Me acurruqué junto a ella. Cientos de luces flotaban en el agua, sobre las ondas oscuras del río parecían bailar al son del mantra más antiguo de la creación. A lo lejos, las casas se veían también iluminadas como chiribitas en los ojos.
—Lila, ¿por qué no me cuentas lo que te preocupa?

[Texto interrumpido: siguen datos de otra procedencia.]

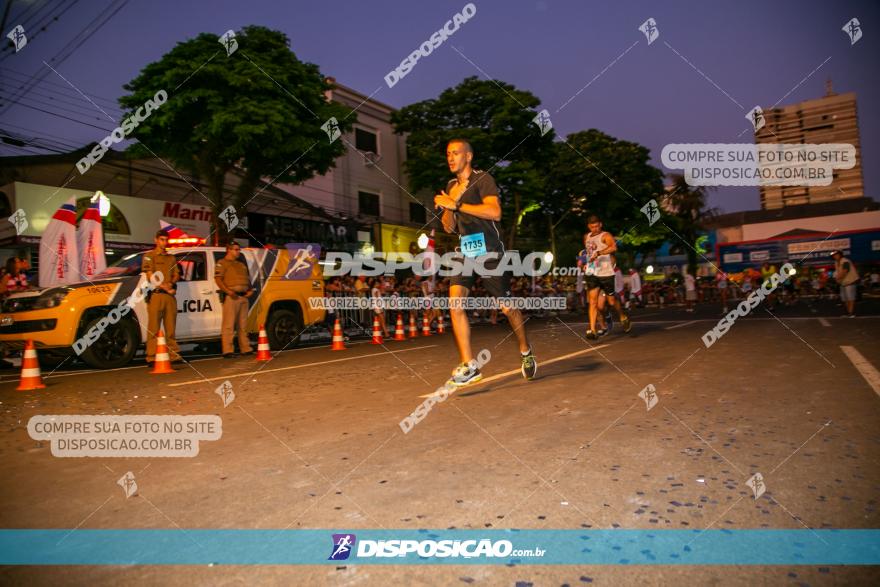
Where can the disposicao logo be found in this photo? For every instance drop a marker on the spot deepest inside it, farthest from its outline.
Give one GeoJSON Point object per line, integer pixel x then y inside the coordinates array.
{"type": "Point", "coordinates": [343, 544]}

—¿Por qué dices eso? No me ocurre nada.
—Ya has olvidado que siempre te miro dentro. Sé que algo te sucede, pero lo que veo no puedo descifrarlo. Es algo que se me escapa. Dímelo y veré si puedo ayudarte.
—Fue el otro día, cuando fui a jugar con Noa. Me di cuenta de que también existen otros futuros.
—Cada uno tiene el futuro que su destino le marca. El tuyo no puedes saberlo ahora, nadie puede. Quizás debas abrir tus alas y volar. Pero la senda que te toque, deberás aceptarla, Lila, como se acepta el monzón y la sequía.
—Se acepta que la lluvia caiga con rabia y anegue los campos, pero mientras tanto, si podemos, esperamos en una casa construida en lo más alto. ¿Por qué nosotros apenas hacemos nada por resguardarnos?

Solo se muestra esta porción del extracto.